31P-NMR spectroscopy was utilized to investigate rat and porcine pancreatic ATP:Pi ratios to assess the efficacy of existing protocols for cold preservation (CP) in maintaining organ quality. Following sacrifice, rat pancreata were immediately excised or left enclosed in the body for 15 minutes of warm ischemia (WI). After excision, rat pancreata were stored at 6°C to 8°C using histidine-tryptophan-ketoglutarate solution (HTK) presaturated with air (S1), HTK presaturated with O2 (S2), or the HTK/perfluorodecalin two-layer method (TLM) with both liquids presaturated with O2 (S3). 31P-NMR spectra were sequentially collected at 3, 6, 9, 12, and 24 hours of CP from pancreata stored with each of the three protocols examined. The ATP:Pi ratio for rat pancreata exposed to 15 minutes of WI and stored with S3 increased during the first 9 hours of CP, approaching values observed for organs procured with no WI. A marked reduction in the ATP:Pi ratio was observed beyond 12 hours of CP with S3. After 6 hours of CP, the ATP:Pi ratio was highest for S3, substantially decreased for S2, and below detection for S1. In sharp contrast to the rat model, ATP was barely detectable in porcine pancreata exposed to minimal warm ischemia (<15 minutes) stored with the TLM regardless of CP time. We conclude that 31P-NMR spectroscopy is a powerful tool that can be used to (1) noninvasively evaluate pancreata prior to islet isolation, (2) assess the efficacy of different preservation protocols, (3) precisely define the timing of reversible versus irreversible damage, and (4) assess whether intervention will extend this timing.
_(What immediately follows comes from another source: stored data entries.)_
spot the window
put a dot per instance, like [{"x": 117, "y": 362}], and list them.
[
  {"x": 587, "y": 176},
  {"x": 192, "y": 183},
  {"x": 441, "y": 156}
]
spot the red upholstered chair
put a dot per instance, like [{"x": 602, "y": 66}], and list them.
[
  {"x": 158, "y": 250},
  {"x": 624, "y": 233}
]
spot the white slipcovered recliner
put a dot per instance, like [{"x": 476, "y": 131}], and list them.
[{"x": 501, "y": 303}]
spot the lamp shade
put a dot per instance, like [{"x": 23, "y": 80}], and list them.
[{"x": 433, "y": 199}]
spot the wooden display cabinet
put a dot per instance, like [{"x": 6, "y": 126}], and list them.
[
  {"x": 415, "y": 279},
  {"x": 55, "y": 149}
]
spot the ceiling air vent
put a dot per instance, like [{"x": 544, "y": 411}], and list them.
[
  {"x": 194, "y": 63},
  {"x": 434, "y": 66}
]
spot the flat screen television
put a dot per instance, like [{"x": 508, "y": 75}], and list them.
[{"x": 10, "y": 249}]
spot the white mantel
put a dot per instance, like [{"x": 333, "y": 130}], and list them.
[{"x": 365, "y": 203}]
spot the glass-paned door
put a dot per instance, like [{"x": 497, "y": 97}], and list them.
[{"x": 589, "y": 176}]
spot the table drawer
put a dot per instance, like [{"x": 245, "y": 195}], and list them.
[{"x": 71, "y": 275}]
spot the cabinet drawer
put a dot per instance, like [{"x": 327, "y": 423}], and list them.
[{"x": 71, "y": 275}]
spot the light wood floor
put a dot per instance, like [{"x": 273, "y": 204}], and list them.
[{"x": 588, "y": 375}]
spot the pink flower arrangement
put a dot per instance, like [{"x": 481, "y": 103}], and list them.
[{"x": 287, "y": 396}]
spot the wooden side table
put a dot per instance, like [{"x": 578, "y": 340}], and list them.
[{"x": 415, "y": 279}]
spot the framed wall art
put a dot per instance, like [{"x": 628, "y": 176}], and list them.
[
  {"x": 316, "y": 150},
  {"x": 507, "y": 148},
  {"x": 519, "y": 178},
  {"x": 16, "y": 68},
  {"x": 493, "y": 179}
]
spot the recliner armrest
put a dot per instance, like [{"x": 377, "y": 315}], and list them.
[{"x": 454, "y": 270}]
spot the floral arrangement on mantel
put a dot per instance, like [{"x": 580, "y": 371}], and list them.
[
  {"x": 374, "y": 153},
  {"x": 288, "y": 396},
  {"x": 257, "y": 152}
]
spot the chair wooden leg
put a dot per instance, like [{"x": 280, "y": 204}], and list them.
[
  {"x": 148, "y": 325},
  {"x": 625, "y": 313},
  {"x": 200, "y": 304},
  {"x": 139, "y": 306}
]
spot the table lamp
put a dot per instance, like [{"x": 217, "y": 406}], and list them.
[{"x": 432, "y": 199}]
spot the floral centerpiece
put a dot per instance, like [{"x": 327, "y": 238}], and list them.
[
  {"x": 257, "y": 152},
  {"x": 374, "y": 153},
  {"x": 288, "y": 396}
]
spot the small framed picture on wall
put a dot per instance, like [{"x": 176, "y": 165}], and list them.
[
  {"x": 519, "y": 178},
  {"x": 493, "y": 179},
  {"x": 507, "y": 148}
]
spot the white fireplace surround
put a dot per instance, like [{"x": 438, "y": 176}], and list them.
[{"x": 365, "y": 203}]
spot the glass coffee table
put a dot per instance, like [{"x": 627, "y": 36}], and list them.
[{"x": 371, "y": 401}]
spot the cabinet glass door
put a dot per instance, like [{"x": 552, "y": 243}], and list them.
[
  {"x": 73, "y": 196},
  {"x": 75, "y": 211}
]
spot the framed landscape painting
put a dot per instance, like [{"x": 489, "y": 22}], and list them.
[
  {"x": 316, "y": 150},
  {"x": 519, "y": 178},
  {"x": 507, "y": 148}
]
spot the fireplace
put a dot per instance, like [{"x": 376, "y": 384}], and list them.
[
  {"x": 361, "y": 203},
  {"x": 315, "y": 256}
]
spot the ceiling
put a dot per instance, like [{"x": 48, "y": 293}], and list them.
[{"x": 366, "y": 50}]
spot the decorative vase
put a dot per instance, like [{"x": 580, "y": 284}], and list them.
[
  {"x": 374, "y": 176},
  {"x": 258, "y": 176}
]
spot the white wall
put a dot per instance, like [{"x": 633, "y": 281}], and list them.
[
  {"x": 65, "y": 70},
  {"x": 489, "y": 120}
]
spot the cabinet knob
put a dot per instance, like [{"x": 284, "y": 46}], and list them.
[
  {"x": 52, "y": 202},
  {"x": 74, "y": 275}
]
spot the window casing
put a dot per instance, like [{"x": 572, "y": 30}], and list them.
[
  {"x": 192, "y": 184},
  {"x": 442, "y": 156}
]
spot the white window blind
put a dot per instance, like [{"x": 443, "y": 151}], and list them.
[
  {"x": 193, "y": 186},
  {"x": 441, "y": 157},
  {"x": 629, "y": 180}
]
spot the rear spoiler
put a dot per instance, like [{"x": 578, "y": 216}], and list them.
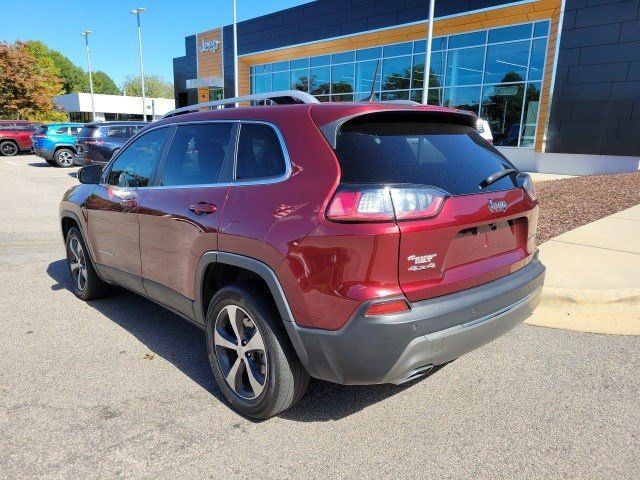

Original languageEnglish (US)
Pages (from-to)403-406
Number of pages4
JournalTransplantation proceedings
Issue number2
StatePublished - Mar 2008

Bibliographical note

Funding Information:
Research funding provided by grants from the National Center for Research Resources (U42 RR016598), National Institutes of Health (NIH), National Institute of Diabetes and Digestive and Kidney Diseases (R43 DK070400), NIH, the Schott Foundation, and the Carol Olson Memorial Diabetes Research Fund.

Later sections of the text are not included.